Patients who have too much oxygen in their arterial blood – so called hyperoxia – after resuscitation from cardiac arrest are more apt to die than similar patient who don’t have hyperoxia. The study led by J. Hope Kilgannon of Cooper University Hospital in Camden, N.J. examined the data on 6,326 patients from 120 U.S. hospitals between 2001 and 2005.

When the heart stops, the lack of oxygen can cause brain damage. So more oxygen is always good, right?

Not always. Here's the story in The Inquirer Wednesday morning.

Patients who have too much oxygen in their arterial blood – so called hyperoxia – after resuscitation from cardiac arrest are more apt to die than similar patient who don't have hyperoxia. The study led by J. Hope Kilgannon of Cooper University Hospital in Camden, N.J. examined the data on 6,326 patients from 120 U.S. hospitals between 2001 and 2005.

Kilgannon and her colleagues found that the 1,156 patients with hyperoxia (18 percent of the total) were significantly more likely to die in the hospital than those with low or normal oxygen levels in their blood.

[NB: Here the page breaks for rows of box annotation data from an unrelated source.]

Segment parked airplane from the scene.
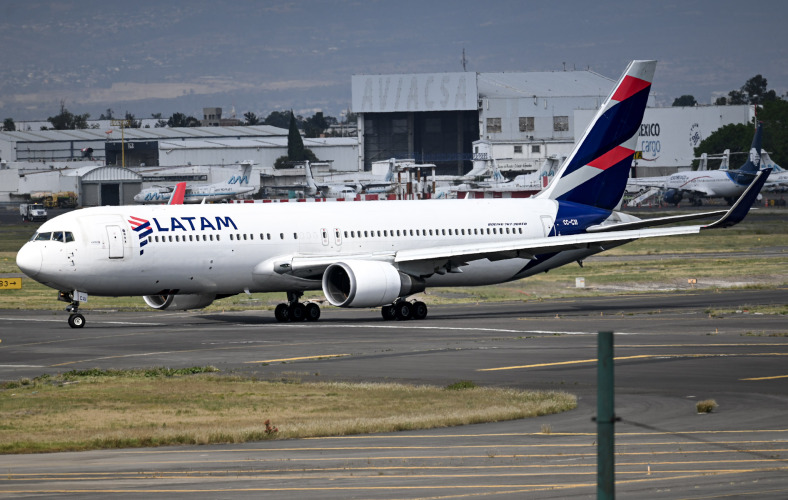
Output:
[272,159,396,198]
[16,61,769,328]
[761,150,788,191]
[134,162,256,203]
[627,123,763,205]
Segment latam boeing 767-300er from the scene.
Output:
[17,61,769,328]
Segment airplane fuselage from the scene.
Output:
[20,199,605,296]
[665,170,753,197]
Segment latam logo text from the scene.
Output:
[152,216,238,231]
[227,175,249,184]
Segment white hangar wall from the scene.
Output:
[574,105,755,177]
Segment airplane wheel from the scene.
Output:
[287,302,306,322]
[274,304,290,323]
[68,314,85,328]
[306,302,320,321]
[380,306,397,321]
[393,300,413,321]
[413,301,427,319]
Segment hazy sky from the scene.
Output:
[0,0,788,121]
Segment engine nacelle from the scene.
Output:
[323,260,424,307]
[662,189,683,205]
[142,294,216,311]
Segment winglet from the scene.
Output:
[701,168,772,229]
[167,182,186,205]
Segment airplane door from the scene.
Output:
[107,226,123,259]
[542,215,553,236]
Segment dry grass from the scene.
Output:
[0,372,576,453]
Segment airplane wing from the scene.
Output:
[627,177,668,189]
[273,170,771,279]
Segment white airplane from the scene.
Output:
[134,161,257,203]
[627,123,763,205]
[761,150,788,191]
[16,61,769,328]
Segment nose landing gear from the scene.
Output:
[57,292,85,328]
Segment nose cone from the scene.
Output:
[16,243,43,278]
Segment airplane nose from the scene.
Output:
[16,245,43,278]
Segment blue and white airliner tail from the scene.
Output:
[536,61,657,210]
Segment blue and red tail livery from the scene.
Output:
[537,61,657,210]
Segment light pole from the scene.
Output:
[110,120,131,168]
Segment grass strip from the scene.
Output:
[0,367,577,453]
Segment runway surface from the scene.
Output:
[0,288,788,499]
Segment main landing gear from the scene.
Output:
[58,292,85,328]
[274,292,320,323]
[380,300,427,321]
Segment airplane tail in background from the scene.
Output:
[167,182,186,205]
[536,61,657,210]
[739,122,763,175]
[304,160,320,196]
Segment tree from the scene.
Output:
[758,99,788,167]
[47,101,90,130]
[728,90,747,106]
[167,113,200,128]
[304,111,328,137]
[126,111,142,128]
[244,111,260,126]
[263,111,293,128]
[673,94,698,107]
[287,111,307,161]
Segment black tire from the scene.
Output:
[306,302,320,321]
[287,302,306,322]
[394,300,413,321]
[274,304,290,323]
[380,305,397,321]
[412,300,427,319]
[68,314,85,328]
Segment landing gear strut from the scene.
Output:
[380,300,427,321]
[58,292,85,328]
[274,292,320,323]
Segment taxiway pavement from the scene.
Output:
[0,288,788,499]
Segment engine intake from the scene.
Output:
[142,293,216,311]
[323,260,425,307]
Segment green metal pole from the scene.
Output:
[596,332,616,500]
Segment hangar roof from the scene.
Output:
[476,71,616,99]
[0,125,287,142]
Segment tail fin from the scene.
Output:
[304,160,320,196]
[537,61,657,210]
[167,182,186,205]
[739,122,763,175]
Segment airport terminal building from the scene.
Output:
[352,70,754,175]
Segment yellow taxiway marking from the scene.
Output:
[476,352,788,372]
[244,354,350,364]
[739,375,788,380]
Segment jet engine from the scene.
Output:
[142,293,216,310]
[662,189,682,205]
[323,260,424,307]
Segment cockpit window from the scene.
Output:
[30,231,74,243]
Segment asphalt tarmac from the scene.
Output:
[0,288,788,499]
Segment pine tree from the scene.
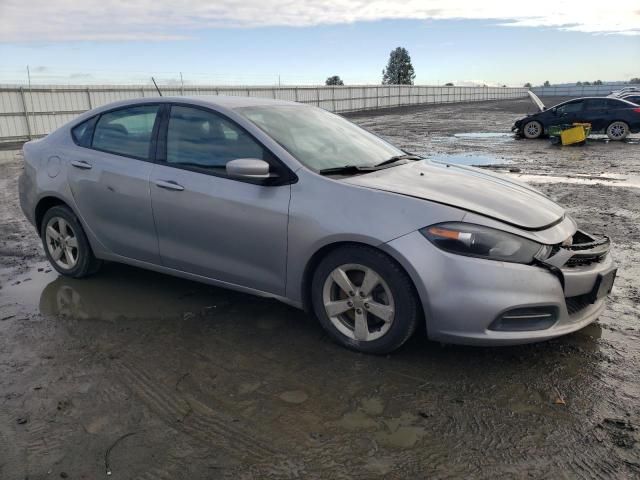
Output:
[325,75,344,85]
[382,47,416,85]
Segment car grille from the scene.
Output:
[565,294,592,315]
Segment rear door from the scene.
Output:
[151,105,291,295]
[67,104,161,263]
[576,98,609,131]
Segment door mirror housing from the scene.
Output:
[226,158,269,179]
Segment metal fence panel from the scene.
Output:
[0,85,528,142]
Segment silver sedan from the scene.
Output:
[20,97,616,353]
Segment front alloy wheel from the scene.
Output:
[607,122,629,140]
[322,263,395,342]
[310,245,422,353]
[522,120,542,139]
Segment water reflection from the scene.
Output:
[36,264,256,321]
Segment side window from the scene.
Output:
[556,100,582,113]
[167,106,269,173]
[71,116,98,148]
[91,105,160,160]
[585,98,607,110]
[607,98,629,109]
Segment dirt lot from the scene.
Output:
[0,96,640,480]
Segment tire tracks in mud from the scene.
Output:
[113,361,275,462]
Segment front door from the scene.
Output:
[549,100,584,126]
[151,105,290,294]
[65,104,160,263]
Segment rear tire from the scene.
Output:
[607,122,629,141]
[40,205,102,278]
[522,120,544,140]
[311,245,422,354]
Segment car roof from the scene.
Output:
[180,95,300,108]
[83,95,310,119]
[554,97,631,107]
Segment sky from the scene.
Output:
[0,0,640,86]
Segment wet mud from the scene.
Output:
[0,96,640,480]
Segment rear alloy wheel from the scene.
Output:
[312,246,421,353]
[40,205,102,278]
[607,122,629,140]
[522,120,543,139]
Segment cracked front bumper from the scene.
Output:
[385,232,613,345]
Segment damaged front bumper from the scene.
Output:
[380,231,616,345]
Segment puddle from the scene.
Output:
[509,173,640,188]
[428,154,512,166]
[453,132,514,139]
[0,262,249,321]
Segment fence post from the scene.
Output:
[20,87,33,140]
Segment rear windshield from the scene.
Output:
[237,105,404,170]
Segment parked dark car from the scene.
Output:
[620,92,640,105]
[511,96,640,140]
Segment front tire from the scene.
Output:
[522,120,544,140]
[607,122,629,141]
[311,246,422,354]
[40,205,102,278]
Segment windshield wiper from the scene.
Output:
[374,153,422,168]
[319,153,423,175]
[319,165,375,175]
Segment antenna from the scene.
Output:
[151,77,162,96]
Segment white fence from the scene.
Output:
[531,83,640,97]
[0,85,527,142]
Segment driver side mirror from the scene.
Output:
[226,158,269,179]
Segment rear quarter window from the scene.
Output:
[71,116,98,148]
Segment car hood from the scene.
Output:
[528,90,547,112]
[343,160,564,230]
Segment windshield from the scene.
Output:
[237,105,404,171]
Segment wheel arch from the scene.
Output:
[301,240,425,323]
[34,195,75,235]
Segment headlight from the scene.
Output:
[420,222,551,264]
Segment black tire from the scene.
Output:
[522,120,544,140]
[606,121,629,142]
[40,205,102,278]
[311,245,422,354]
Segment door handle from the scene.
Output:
[156,180,184,192]
[71,160,91,170]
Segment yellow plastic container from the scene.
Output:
[560,125,587,145]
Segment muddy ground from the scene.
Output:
[0,95,640,480]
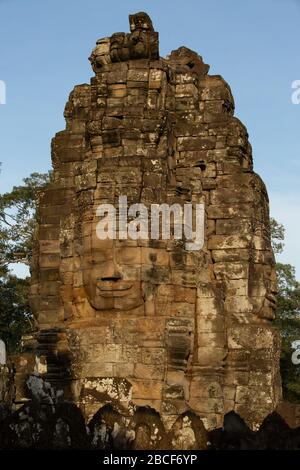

Getting too much oxygen "was found to be a significant predictor of in-hospital death," the authors wrote in their study which will appear in the Journal of the American Medical Association on Tuesday.

The researchers also found that among those cardiac arrest patients who survived their hospital stay, those with normal blood oxygen levels were more likely to have "independent functional status" compared with those who had hyperoxia.